Owners’ proclivity to downplay their financial capabilities has materialized in a more systemic and persistent manner. When it appeared likely that COVID-19 would delay the season, team owners agreed to grant players full service time and prorated salaries for 2020 regardless of how many games they played. But as negotiations progressed, owners repeatedly advocated for players to take further pay cuts. Agent Scott Boras—who negotiated over a billion dollars in contracts in 2019—expressed his frustration that owners were unwilling to build off the foundation of prorated salaries that had already been codified. “You don’t privatize the gains and socialize the losses,” he said.
Beyond the benefits of community ownership in stadium construction and team expenses, public stakeholders without a profit incentive would be more inclined to protect players.

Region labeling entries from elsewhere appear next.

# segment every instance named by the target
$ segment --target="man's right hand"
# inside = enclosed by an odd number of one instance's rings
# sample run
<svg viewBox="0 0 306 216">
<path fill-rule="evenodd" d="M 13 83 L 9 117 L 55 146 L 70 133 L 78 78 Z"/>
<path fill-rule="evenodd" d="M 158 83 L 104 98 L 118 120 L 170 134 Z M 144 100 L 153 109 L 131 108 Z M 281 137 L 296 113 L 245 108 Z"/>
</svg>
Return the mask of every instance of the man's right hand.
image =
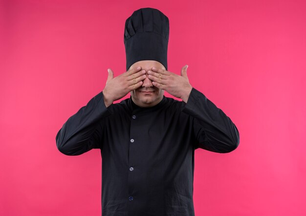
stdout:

And players have often advocated for their communities in the absence of—and sometimes in defiance of—owner-driven endeavors.
Mets first baseman Dominic Smith co-founded Baseball Generations, a nonprofit that works to uplift underserved Black kids through athletics. After the shooting of Jacob Blake in Kenosha, Wisconsin, Smith led a charge to boycott the Mets’ game in protest—despite team owner Jeff Wilpon’s diminished suggestion to walk off the field briefly and resume an hour later.

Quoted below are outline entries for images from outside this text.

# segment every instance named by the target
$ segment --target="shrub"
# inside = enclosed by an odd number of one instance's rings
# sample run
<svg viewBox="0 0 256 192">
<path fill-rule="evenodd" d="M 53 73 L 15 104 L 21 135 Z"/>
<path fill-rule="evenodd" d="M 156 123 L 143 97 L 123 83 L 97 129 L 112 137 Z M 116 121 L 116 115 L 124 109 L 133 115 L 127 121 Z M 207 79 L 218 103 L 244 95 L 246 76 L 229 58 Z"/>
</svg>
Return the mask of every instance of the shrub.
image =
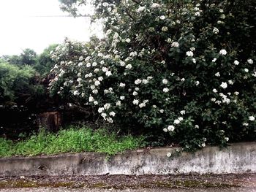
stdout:
<svg viewBox="0 0 256 192">
<path fill-rule="evenodd" d="M 255 139 L 255 3 L 157 1 L 95 1 L 105 38 L 57 47 L 51 93 L 186 150 Z"/>
</svg>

The Players Alliance, an advocacy group of Black MLB players, pledged that its members would donate a portion of their salaries to racial justice initiatives. Team owners, on the other hand, contribute large sums to Republican politicians whose party decries such initiatives. Four of the top ten political spenders among major sports owners are MLB owners; the chairmen of the San Francisco Giants, Atlanta Braves, and Arizona Diamondbacks have donated hundreds of thousands of dollars to Republican-affiliated political action committees.

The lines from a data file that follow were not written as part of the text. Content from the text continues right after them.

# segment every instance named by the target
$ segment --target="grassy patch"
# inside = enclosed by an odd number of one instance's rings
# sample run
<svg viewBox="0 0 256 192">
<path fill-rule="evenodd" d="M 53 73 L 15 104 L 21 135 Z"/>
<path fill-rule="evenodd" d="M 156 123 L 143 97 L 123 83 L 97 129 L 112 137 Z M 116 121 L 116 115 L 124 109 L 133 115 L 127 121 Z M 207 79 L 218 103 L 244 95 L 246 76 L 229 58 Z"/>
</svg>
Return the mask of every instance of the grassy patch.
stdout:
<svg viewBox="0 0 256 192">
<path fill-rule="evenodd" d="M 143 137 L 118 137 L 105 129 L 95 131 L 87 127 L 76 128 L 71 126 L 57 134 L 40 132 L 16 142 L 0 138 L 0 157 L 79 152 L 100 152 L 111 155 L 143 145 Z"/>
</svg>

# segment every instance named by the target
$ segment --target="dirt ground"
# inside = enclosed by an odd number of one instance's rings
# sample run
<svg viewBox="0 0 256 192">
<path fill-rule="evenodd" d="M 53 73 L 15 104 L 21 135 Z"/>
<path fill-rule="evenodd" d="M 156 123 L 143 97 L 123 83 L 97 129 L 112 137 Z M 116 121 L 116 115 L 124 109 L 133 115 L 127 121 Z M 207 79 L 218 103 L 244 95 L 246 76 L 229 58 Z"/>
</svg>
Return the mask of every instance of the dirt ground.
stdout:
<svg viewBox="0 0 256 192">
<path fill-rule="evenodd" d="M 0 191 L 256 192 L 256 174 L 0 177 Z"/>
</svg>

Hardworking players contribute directly to a team’s success, so it’s important to protect them and their interests, especially against owners who boost policymakers and power brokers whose actions and rhetoric hurt communities.
Playing a Fair Game
The US government is no stranger to public ownership and nationalization. Community ownership, or even full government control, would also engender civic participation. If cities could serve as governing bodies for teams, with residents and fans as stakeholders, game revenues could be allotted to a host of local undertakings.
Participatory budgeting—which allows communities to allocate funds to municipal projects of their choosing—is taking off in major cities like New York to great effect. Underserved groups such as felons, young people, and those with barriers to civic participation—particularly people of color—can benefit greatly from participatory budgeting. Allowing team earnings to be reinvested in community-led initiatives would similarly strengthen these groups, which are disproportionately displaced by stadium construction. Even holding elections for teams’ management and front offices could increase voter turnout.
Baseball is a powerful economic, cultural, and social institution that serves as a reflection and reminder of history and behavior. Take Jackie Robinson’s trailblazing major league debut—a critical moment in the Civil Rights Movement—or the formation of the Major League Baseball Players’ Association, which paved the way for collective bargaining and organized labor in every other major sport.
A transition to public ownership would reinforce values of collectivism and engender a shift in attitudes toward community institutions. Rethinking the purpose of municipal mainstays is the first step in creating an economic system that benefits those who work to support it.